But cant fully understand why midprice would be better in historical order simulation.
Good question. In both cases you will have to create a model that will get over the execution threshold, obviously, and thus have to apply transaction costs to the backtest. If you are backtesting it at mid as I am suggesting, you will know your strategy risk parameters as well as trade value (i.e. changes in target quantity), PnL per tradevalue and periodic volume participation. Taking the TCA data for your execution setup (which can be arbitrarily complex even if you are a retail trader), you will see if your strategy is making enough to overcome your expected execution cost. The benefits are (in no particular order):
- being able to use much larger set of TCA data to optimize execution. If you want to be anal, you can have your strategy also output tradevalue per intraday buckets so you can use TCA specific to the volume skew.

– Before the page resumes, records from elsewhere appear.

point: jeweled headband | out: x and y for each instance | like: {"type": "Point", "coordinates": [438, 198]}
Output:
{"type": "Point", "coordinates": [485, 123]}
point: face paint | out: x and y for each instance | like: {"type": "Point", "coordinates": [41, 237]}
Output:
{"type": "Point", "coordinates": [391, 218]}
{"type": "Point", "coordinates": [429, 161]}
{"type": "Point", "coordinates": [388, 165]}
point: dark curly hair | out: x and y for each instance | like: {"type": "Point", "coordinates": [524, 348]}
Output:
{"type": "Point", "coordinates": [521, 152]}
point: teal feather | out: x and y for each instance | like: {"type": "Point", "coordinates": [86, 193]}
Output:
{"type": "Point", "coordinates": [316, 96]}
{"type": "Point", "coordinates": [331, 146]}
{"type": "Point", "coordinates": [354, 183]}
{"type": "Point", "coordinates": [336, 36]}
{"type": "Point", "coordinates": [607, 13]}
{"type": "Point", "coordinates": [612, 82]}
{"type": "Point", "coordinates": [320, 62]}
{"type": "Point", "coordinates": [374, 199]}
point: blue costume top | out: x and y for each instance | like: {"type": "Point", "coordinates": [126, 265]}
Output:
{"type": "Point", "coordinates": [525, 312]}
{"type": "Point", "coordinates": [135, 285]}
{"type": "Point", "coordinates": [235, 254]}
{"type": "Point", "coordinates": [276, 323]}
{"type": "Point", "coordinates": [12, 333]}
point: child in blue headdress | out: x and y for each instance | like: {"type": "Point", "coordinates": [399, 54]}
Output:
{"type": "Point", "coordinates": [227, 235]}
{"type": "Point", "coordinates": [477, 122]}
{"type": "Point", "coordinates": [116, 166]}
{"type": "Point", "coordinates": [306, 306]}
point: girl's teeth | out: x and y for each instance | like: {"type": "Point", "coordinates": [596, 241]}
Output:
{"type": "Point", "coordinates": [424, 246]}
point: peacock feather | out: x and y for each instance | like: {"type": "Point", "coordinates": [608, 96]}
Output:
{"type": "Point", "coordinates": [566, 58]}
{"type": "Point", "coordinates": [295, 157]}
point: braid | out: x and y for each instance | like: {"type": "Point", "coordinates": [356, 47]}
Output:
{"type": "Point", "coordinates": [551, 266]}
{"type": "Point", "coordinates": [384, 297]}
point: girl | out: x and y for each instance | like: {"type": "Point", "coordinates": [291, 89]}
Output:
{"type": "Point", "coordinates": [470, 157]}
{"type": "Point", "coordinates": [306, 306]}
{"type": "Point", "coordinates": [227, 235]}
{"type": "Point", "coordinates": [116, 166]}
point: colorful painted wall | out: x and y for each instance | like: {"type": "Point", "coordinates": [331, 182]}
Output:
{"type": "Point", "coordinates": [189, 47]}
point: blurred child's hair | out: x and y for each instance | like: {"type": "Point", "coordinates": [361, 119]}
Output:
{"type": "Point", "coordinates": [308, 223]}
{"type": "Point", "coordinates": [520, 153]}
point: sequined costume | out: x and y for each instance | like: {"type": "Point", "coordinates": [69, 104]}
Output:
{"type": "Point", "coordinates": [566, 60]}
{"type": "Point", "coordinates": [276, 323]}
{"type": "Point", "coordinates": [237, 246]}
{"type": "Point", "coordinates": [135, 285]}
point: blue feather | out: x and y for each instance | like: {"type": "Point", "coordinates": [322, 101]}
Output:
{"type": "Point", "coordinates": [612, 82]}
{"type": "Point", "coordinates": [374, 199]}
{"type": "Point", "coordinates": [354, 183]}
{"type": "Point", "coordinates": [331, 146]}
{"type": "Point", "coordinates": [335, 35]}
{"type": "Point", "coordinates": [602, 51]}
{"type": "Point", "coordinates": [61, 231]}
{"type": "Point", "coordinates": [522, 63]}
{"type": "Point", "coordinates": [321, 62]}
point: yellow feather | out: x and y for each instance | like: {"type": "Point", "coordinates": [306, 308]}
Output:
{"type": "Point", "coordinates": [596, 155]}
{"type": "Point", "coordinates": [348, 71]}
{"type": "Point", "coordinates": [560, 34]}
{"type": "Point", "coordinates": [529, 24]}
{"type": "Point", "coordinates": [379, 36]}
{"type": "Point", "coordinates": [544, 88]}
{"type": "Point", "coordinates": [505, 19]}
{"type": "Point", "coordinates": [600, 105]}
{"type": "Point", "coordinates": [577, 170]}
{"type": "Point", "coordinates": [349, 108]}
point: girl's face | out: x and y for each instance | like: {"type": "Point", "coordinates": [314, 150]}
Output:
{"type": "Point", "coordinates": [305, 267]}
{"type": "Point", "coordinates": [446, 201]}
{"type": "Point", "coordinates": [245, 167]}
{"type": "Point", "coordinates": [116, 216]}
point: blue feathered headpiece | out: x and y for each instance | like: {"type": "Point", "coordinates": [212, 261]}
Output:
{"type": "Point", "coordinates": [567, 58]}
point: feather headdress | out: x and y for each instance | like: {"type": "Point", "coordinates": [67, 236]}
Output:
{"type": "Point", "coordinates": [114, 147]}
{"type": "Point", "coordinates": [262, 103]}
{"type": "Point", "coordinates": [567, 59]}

- take into account recent changes in liquidity or microstructure. Imagine that something has changed fairly recently, but you are backtesting for the last 10 years. You can use the most recent data to figure out what the expected T-costs are currently and apply that to your full backtest.
- you will be instantly able to re-evaluate viability of each strategy (live or in-conservation) when you change your execution setup by adding new broker algos or new order types. That also includes the case where you add another strategy and start crossing positions between the two strategies when necessary.
- finally, it will give you an easy set of metrics to watch if you are tweaking parameters to increase PnL/tradevalue. There are various techniques to increasing PnL per trade without overfitting the strategy such as adding hysteresis or cost-of-risk parameters.